The United States contends that by Paragraph 10 it is entitled to recovery over from Jarka (or the insurer) while Jarka argues that any liability over to the United States would be a "liability assumed * * * under * * * contract" against which it would not be insured under Paragraph 11.
Jarka, as we have seen above, agreed to indemnify the United States for losses caused by its negligence, limited in dollars to the extent that Jarka was insured against such a loss. The crucial question here, then, is whether Jarka was so insured.
Under the Workmen's Compensation Policy, Jarka was insured against liability for damages for injury to its employees, including, by Paragraph 10 of the Standard New York Endorsement, liability over to a third party on that account. But by Paragraph 11 of the Endorsement, the coverage for liability over is carefully restricted to "liability imposed by law upon this Employer for negligence," and the obligations of the insurer "specifically exclude any liability assumed by this Employer under any contract."*fn4 The effect of this provision, especially in the light of the words we have emphasized, is plainly to preclude any recovery here based upon a contractual duty assumed by Jarka to a third party. In other words, unless a third party could recover over from Jarka in the absence of contract, there is no insurance coverage and hence there can be no recovery over here.
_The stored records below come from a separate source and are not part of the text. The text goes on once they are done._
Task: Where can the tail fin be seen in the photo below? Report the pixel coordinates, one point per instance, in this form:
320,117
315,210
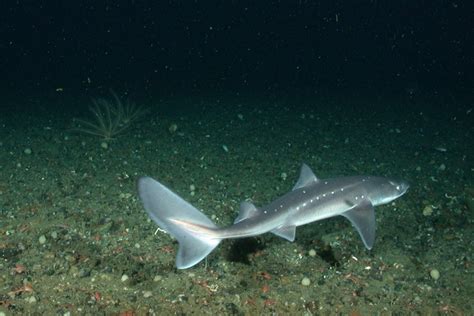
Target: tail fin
168,210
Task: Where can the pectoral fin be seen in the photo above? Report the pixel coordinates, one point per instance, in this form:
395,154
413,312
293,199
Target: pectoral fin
287,232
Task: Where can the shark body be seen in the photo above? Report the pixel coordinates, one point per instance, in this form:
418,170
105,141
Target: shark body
311,200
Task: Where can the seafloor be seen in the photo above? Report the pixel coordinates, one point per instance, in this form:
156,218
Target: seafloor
76,241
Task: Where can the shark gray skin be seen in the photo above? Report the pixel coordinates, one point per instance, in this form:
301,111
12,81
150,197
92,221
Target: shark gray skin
311,200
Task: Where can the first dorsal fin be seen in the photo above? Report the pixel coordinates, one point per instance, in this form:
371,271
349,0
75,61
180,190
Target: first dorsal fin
247,209
306,178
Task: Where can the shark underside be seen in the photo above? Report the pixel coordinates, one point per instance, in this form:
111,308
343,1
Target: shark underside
311,199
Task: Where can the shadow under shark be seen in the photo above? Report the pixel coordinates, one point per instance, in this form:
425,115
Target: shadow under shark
311,200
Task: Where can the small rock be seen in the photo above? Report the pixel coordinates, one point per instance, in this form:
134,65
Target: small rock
434,273
306,281
427,211
147,294
31,299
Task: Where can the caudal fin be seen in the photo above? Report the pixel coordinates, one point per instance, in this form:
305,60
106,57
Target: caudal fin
168,210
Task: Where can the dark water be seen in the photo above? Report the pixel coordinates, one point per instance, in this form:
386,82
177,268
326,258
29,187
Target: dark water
230,98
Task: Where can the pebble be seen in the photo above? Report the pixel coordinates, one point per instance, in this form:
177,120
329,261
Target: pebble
31,299
147,294
434,273
306,281
427,211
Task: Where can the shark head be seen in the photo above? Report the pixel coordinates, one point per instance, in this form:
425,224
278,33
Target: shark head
386,190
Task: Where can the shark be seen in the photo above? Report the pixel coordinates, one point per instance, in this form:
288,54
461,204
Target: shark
311,199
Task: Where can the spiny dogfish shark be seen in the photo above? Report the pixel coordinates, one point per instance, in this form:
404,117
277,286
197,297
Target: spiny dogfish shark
311,200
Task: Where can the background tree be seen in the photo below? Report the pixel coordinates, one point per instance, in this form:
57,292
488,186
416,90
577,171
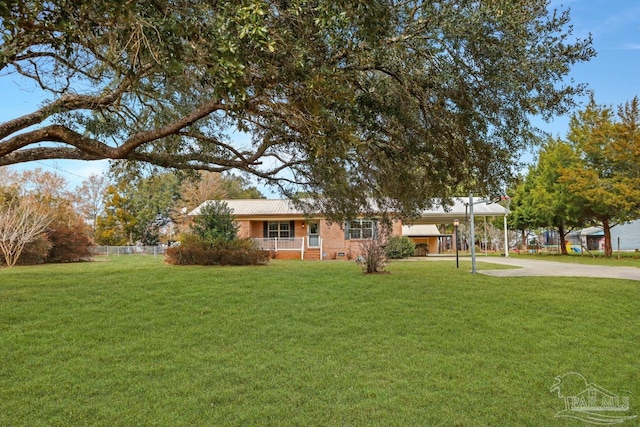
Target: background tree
215,223
522,216
89,198
37,192
395,101
215,186
607,176
116,225
553,204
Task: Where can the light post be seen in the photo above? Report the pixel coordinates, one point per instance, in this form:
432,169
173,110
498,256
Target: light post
456,223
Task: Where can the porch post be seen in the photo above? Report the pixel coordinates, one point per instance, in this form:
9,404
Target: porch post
472,234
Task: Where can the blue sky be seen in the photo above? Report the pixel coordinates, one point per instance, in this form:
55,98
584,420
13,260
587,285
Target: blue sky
613,75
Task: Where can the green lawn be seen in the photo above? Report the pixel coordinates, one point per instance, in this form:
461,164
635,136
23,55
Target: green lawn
627,259
132,341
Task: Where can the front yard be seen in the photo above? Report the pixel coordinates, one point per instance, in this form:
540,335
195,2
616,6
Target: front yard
132,341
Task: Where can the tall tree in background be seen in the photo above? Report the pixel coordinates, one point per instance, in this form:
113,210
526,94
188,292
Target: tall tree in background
216,186
115,227
607,176
554,205
37,220
89,198
521,209
395,101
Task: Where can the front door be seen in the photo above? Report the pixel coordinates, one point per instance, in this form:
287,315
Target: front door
314,235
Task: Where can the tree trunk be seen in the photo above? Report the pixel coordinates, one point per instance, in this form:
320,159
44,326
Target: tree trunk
606,227
563,234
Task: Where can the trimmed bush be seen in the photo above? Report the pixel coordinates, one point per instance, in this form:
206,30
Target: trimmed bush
399,247
195,251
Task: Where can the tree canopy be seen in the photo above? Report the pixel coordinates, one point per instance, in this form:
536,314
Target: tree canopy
389,100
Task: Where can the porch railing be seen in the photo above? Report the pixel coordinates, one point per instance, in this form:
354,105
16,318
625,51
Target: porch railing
280,243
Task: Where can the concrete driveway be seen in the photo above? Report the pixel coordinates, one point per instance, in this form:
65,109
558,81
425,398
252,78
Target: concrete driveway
531,267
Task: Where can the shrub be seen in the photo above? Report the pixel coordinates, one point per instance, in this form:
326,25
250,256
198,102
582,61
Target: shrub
215,223
399,247
194,250
372,257
35,252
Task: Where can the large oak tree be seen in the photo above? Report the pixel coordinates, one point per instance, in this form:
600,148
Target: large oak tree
396,100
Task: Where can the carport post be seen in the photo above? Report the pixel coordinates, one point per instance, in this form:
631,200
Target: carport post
472,235
506,238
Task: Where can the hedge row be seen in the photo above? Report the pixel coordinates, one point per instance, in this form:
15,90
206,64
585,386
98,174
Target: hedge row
202,255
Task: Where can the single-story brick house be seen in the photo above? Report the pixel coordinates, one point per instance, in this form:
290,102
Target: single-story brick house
279,226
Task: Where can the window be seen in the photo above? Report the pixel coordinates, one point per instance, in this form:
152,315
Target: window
281,230
361,229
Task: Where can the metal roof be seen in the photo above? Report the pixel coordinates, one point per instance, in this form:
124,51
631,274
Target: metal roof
436,215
Paragraph 10 of the Standard New York Endorsement contemplated a possible liability over such as the United States seeks to assert here, but that possibility - at least on a contribution theory - has been foreclosed in this Circuit by our decision in American Mutual Liability Insurance Co. v. Matthews, supra. And we do not think that there can be any recovery over of indemnity under the maritime law for Jarka's breach of its duty to the United States to do its work in a careful, efficient manner. The cases which sanction such a liability over on an indemnity theory are inapplicable here, for in those cases, the employer's negligence was the "sole," "active" or "primary" cause of the libellant's injury.*fn5 And to permit a partial recovery over on an indemnity theory here would be to sanction an evasion of the rule and the rationale of the Matthews case, supra, by a mere change in nomenclature from "contribution" to "indemnity."
We conclude, therefore, that Jarka is not liable to the United States here either for contribution or for indemnity. Since its insurance covers no more, and explicitly excepts any contractual liability, it follows that the United States cannot recover over under this contract.